Bobby Valentine’s new Red Sox alcohol policy in response to the “Pitchers of Beer Brew Ha Ha” fiasco has raised a major issue for MLB and it is time that the $22 million Man to grow a pair and deal with it.
Mr. Commissioner! Can you hear me now? ‘This, Bud, is for YOU’!
While we are not advocating any particular policy regarding controlling alcohol “on the job,” it is high time that the Commissioner establish a consistent, common sense, policy, before another player leaves the ballpark and drives into an innocent person.
While you were flying around in your MLB private plane Bud, since 2006, 19 of your owners took the issue seriously and, lacking guidance from you, responsibly implemented their own team policies.
Why do you allow the other 11 teams to operate without a common sense policy on alcohol in the clubhouse?
Before you give your next speech to MADD [Mothers Against Drunk Driving], why don’t you clean up your own house, Bud? Ever watched Law and Order and heard the criminal charge of “depraved indifference” mentioned? Look it up!

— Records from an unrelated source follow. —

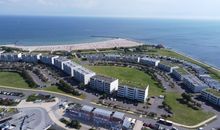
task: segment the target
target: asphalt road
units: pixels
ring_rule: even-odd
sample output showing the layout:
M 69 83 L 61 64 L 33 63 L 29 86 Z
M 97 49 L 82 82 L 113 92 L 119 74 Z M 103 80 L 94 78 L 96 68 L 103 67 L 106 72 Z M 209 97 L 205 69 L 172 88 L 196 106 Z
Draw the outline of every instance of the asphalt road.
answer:
M 22 108 L 20 113 L 13 116 L 11 124 L 16 125 L 14 130 L 43 130 L 53 122 L 42 108 Z

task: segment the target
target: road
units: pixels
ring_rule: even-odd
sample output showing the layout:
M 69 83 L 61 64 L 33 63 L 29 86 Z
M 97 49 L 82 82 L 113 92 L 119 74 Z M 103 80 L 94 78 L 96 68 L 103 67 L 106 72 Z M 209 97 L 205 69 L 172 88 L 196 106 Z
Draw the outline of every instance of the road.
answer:
M 87 100 L 82 100 L 80 98 L 76 98 L 76 97 L 65 95 L 65 94 L 59 94 L 59 93 L 43 91 L 43 90 L 19 89 L 19 88 L 7 87 L 7 86 L 0 86 L 0 87 L 3 87 L 5 89 L 9 89 L 9 90 L 13 89 L 13 91 L 18 90 L 18 91 L 22 91 L 23 93 L 28 93 L 28 94 L 32 94 L 32 93 L 36 93 L 36 92 L 37 93 L 42 93 L 42 94 L 50 94 L 50 95 L 53 95 L 55 97 L 60 98 L 61 100 L 73 101 L 74 103 L 79 103 L 79 104 L 82 104 L 82 105 L 90 105 L 90 106 L 93 106 L 93 107 L 96 107 L 96 108 L 108 109 L 108 110 L 111 110 L 111 111 L 113 110 L 113 108 L 98 105 L 98 104 L 95 104 L 95 103 L 92 103 L 92 102 L 88 102 Z M 152 124 L 156 123 L 156 121 L 153 120 L 153 119 L 142 118 L 142 117 L 139 117 L 137 115 L 134 115 L 134 114 L 131 114 L 131 113 L 128 113 L 128 112 L 125 112 L 125 114 L 128 117 L 136 118 L 138 120 L 141 120 L 141 121 L 144 121 L 144 122 L 147 122 L 147 123 L 152 123 Z M 212 128 L 214 127 L 214 126 L 211 126 L 211 124 L 209 126 L 212 127 Z M 185 128 L 183 128 L 183 127 L 178 127 L 178 126 L 176 126 L 176 127 L 179 128 L 180 130 L 185 130 Z

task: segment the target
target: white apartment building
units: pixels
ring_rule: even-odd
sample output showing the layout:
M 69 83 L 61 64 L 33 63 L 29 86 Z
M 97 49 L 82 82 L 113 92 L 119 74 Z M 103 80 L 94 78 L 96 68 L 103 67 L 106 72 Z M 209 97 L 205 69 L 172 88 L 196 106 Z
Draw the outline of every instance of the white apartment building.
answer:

The issue has now been joined by Rays’ manager, genial Joe Maddon, who takes issue with Valentine’s policy and sides with “T-Doh’s” Old School approach:
“All of this knee-jerk stuff that occurs in our game absolutely drives me crazy,” referring to Valentine’s new policy. “Give me a break. Let’s bring the Volstead Act back, OK? Let’s go right back to prohibition and start legislating everything all over again.”
Joe, we will stipulated that it wasn’t just the drinking during games by a few players that caused the total collapse of the Sox in September, but, are you saying you allow your players to party in the clubhouse, during games? Really, Joe, really?
“Do we sell beer in the ballpark?” Maddon went on. “People who attend the games have a much greater chance of becoming drunk by the time they leave than a baseball player does. Most of the time if you have a beer after the game, it’s one, maybe two, and that’s it. I have a glass of wine. … There’s not a thing wrong with that.”
Point taken. One beer, or a glass of wine, after a game, so long as it leaves you under the legal limit, is reasonable. But, can you say that you know, if any of your players leave the clubhouse “over the limit” and headed for the parking lot?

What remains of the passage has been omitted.